Kalmar ha construido su reputación restaurando y reconstruyendo ejemplares clásicos de Porsche. Su negocio comenzó restaurando los primeros 911, pero se ha extendido a la fabricación de coches listos para rally y restomods personalizados que llevan estas máquinas mucho más allá de sus especificaciones originales.
Jan Kalmar sobre los Porsche 911 clásicos: “Es una mierda”
En una entrevista con la revista EVO, Kalmar no tiene reparos en compartir sus pensamientos sobre los 911 clásicos y por qué cree que no son tan buenos como se dice, al menos en su forma original. Durante la conversación, lanza algunas afirmaciones sobre el 911 que a muchos no gustarán, sobre todo, cuando se refiere a la generación 964.
"Cuando mi generación era joven, todos soñábamos con tener un 911", dice Kalmar. “No podíamos permitirnos uno entonces, pero ahora cada vez más gente puede. Pero cuando compran el coche con el que solían soñar, lo conducen y se dan cuenta de que es una mierda. Se conduce como un hueso roto. Un Golf se conduce mejor y el faro del 911 cuesta lo mismo que un Golf”.

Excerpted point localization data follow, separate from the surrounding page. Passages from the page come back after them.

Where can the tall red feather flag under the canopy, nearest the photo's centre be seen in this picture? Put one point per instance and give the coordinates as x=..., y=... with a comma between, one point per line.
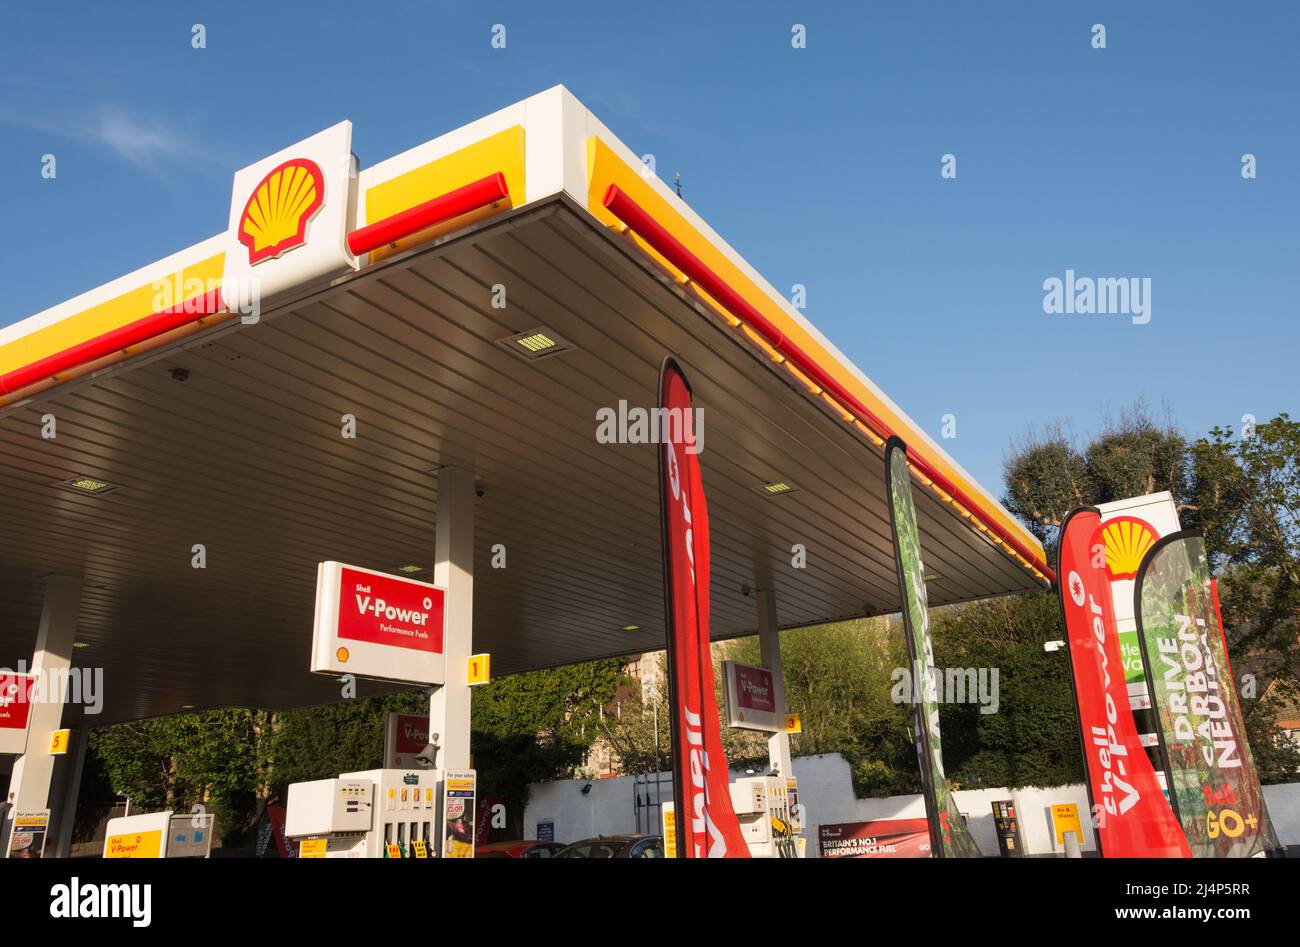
x=709, y=827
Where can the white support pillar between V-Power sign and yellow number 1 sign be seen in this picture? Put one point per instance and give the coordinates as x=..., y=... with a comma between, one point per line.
x=454, y=570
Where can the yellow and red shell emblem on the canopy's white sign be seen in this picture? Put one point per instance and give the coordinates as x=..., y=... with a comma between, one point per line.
x=280, y=209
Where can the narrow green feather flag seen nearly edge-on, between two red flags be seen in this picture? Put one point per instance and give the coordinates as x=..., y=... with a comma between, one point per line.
x=948, y=832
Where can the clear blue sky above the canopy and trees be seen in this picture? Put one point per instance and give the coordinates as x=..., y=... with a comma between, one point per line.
x=821, y=166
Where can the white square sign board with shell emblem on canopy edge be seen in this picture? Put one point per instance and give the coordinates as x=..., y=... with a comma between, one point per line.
x=289, y=219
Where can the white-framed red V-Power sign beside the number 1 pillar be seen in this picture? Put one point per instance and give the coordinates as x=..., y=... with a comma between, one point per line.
x=379, y=626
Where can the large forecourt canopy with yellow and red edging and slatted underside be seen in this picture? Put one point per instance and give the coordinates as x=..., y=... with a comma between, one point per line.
x=501, y=286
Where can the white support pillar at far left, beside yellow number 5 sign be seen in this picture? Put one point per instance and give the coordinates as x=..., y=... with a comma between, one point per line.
x=29, y=786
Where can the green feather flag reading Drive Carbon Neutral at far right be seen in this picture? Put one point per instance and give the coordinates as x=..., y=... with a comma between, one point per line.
x=1214, y=785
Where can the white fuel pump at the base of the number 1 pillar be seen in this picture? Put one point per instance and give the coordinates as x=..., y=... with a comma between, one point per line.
x=385, y=814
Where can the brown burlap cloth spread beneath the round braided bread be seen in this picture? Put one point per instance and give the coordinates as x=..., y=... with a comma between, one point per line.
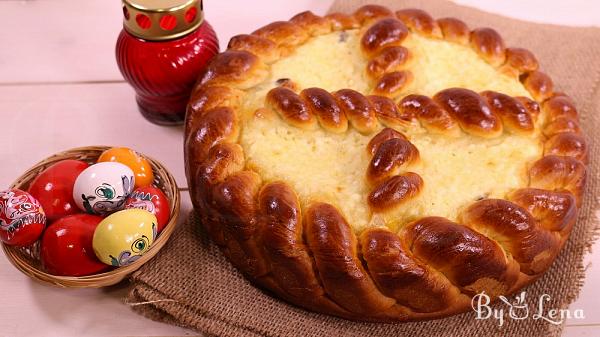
x=190, y=283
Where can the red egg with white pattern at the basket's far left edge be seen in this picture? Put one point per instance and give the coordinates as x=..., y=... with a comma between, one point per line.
x=22, y=218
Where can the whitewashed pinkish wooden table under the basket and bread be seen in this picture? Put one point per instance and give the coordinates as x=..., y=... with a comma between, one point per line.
x=60, y=88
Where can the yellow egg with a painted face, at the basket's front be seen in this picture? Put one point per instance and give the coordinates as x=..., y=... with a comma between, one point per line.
x=123, y=237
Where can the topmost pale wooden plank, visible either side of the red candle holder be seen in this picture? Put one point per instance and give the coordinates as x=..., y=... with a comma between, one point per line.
x=74, y=41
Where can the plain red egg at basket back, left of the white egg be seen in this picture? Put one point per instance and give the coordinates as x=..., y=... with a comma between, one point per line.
x=53, y=188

Su argumento de que quienes tienen un romance con los 911 refrigerados por aire son más propensos a pasar por alto las deficiencias podría tener fundamento. Los coches modernos son herramientas mucho más precisas que incluso los mejores superdeportivos de la época y quizás sea fácil para alguien que no está al tanto de estos temas ser engañado por la nostalgia, sólo para darse cuenta de que los primeros 911 no eran capaces de ofrecer la experiencia de conducción equilibrada y moderna que habían imaginado.
No es una condena al legado de Porsche. Kalmar tiene experiencia de primera mano para respaldar su argumento: restaurar y modernizar los clásicos le ha dado una visión de lo difícil que es hacerlos realmente agradables según los estándares de hoy.